Pero esas objeciones son menores. Mankell quiso dedicar el que iba a ser su último libro –«Arenas movedizas»– a su esposa, Eva, pero también a la memoria del panadero romano Terentius Neo y su mujer, que murieron sepultados por una avalancha de lava tras la erupción del Vesuvio, en Pompeya.

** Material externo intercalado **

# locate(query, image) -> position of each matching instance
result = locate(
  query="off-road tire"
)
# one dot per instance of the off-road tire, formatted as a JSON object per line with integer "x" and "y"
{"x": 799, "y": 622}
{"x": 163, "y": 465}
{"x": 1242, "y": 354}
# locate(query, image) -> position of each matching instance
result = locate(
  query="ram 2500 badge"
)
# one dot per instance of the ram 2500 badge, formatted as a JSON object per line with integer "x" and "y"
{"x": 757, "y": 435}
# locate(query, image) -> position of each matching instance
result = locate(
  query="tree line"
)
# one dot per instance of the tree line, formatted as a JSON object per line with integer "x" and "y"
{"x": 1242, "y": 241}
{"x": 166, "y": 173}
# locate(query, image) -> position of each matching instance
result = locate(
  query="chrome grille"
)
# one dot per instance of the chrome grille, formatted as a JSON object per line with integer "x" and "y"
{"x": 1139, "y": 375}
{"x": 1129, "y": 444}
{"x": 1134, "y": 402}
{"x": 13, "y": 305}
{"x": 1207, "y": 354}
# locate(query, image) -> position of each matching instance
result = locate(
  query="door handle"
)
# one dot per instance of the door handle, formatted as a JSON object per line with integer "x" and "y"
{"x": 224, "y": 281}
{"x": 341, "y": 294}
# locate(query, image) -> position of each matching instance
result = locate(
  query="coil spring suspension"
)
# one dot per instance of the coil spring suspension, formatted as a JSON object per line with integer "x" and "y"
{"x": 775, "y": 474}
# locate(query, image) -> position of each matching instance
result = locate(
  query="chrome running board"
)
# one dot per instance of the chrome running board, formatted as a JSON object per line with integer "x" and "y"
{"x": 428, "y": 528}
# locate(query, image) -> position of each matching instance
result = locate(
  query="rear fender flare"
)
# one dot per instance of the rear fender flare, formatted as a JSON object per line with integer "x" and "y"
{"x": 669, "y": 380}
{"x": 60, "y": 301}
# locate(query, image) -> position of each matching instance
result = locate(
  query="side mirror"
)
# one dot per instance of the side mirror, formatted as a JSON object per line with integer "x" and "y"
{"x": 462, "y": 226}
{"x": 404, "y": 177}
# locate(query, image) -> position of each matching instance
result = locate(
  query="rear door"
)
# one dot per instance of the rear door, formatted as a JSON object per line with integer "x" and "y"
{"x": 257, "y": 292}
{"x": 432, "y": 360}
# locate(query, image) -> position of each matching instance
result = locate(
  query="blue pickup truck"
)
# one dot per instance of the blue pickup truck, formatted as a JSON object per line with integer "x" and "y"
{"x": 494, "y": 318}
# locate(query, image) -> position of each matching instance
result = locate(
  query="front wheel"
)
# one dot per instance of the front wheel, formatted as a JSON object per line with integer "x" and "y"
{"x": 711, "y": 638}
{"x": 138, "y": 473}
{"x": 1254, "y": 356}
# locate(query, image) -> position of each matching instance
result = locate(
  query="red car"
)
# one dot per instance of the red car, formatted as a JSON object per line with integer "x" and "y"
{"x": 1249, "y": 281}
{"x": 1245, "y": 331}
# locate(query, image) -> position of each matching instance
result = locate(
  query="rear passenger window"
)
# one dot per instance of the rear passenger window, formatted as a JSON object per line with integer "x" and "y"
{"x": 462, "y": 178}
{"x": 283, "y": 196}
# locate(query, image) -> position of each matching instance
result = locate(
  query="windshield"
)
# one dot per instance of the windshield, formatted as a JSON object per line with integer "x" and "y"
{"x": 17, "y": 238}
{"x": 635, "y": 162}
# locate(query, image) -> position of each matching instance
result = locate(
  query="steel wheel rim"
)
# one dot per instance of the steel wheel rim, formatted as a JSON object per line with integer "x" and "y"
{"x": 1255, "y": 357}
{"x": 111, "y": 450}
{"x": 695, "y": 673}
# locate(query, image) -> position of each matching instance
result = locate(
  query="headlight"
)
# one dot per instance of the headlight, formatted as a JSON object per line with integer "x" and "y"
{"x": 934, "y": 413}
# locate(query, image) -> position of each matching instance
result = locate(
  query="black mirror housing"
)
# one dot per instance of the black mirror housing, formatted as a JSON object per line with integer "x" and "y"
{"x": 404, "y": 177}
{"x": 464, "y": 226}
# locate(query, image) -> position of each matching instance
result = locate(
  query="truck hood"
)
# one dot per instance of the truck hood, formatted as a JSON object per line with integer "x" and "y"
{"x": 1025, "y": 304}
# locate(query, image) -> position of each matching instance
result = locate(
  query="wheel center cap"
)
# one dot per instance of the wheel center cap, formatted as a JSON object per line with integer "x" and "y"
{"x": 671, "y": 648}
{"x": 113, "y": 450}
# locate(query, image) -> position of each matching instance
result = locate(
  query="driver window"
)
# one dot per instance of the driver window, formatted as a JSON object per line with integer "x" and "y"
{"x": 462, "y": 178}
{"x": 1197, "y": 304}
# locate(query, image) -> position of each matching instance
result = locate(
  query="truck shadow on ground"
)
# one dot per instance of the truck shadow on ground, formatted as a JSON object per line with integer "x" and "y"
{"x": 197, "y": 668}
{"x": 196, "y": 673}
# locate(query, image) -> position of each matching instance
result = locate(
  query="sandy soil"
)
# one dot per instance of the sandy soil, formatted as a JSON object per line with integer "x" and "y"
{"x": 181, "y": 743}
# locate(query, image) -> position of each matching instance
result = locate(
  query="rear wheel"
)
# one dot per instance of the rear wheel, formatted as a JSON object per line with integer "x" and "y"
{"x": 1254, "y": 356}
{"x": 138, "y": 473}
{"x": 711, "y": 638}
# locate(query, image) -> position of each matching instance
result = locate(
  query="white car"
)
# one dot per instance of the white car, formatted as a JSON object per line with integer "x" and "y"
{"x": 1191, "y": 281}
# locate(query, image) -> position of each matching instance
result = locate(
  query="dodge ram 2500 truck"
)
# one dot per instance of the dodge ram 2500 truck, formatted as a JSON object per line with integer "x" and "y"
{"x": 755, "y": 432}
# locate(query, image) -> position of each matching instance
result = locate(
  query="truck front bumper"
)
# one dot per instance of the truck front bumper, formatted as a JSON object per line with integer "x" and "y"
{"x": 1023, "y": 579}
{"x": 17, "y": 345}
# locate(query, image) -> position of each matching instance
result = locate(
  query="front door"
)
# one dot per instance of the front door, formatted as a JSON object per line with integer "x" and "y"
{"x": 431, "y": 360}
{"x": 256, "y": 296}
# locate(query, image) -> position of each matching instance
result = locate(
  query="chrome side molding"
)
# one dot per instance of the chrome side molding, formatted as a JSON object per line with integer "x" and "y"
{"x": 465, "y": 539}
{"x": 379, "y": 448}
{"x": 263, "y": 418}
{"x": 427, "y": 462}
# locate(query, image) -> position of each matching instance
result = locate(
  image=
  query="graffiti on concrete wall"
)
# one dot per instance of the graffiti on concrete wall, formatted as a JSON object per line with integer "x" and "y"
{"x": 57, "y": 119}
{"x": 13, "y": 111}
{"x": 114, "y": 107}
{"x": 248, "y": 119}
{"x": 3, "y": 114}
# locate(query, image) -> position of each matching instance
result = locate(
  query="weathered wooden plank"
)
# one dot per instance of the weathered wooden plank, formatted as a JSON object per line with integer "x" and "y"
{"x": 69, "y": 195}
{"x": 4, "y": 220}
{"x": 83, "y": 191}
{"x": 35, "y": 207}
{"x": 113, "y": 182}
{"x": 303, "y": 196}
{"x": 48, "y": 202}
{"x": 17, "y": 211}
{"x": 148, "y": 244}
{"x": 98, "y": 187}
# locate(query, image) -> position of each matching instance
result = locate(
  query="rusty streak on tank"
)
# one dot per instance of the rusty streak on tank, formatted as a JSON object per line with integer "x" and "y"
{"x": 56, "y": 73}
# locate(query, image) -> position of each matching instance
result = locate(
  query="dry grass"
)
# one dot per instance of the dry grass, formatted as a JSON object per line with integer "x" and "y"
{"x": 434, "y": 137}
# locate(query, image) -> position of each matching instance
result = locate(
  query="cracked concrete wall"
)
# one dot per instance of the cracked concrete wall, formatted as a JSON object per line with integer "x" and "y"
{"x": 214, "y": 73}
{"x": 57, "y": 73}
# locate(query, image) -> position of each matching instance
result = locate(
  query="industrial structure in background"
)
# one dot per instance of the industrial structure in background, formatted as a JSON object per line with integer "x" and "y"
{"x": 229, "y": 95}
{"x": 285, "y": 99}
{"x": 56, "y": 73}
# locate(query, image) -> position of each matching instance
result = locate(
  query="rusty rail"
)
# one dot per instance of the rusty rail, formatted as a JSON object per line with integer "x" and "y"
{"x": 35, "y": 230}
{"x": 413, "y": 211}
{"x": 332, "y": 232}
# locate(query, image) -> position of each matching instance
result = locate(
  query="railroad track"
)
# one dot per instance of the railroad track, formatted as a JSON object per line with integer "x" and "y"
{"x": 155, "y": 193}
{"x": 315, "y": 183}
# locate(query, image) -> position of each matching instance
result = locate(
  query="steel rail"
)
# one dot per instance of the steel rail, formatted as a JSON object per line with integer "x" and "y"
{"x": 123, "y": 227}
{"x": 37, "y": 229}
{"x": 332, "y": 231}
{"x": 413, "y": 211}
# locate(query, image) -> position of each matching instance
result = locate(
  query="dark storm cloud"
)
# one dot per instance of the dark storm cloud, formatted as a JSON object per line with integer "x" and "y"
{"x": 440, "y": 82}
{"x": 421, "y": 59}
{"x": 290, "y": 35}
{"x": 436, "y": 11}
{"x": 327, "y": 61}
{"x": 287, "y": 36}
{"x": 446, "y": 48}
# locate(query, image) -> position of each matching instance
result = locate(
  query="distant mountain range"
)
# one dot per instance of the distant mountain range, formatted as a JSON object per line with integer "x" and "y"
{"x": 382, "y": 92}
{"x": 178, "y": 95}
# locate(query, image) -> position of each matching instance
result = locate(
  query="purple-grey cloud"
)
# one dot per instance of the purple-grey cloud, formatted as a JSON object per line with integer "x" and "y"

Terentius se hizo retratar sosteniendo un rollo de papiro en la mano, y su mujer –bella y serena, de pie a su lado– sostenía un «estilo» para escribir y una tablilla de cera. «Dos personas que parecen tomarse la vida muy en serio», escribió Mankell de Terentius y de su mujer. Y eso mismo hizo Mankell, tomarse la vida muy en serio, escribiendo con su «estilo» y su tablilla de cera, con un pie en la nieve y otro pie en el polvo, a pesar de que él sabía –igual que todos nosotros– que su vida también iba a ser sepultada algún día por un alud de ceniza y lava ardiente.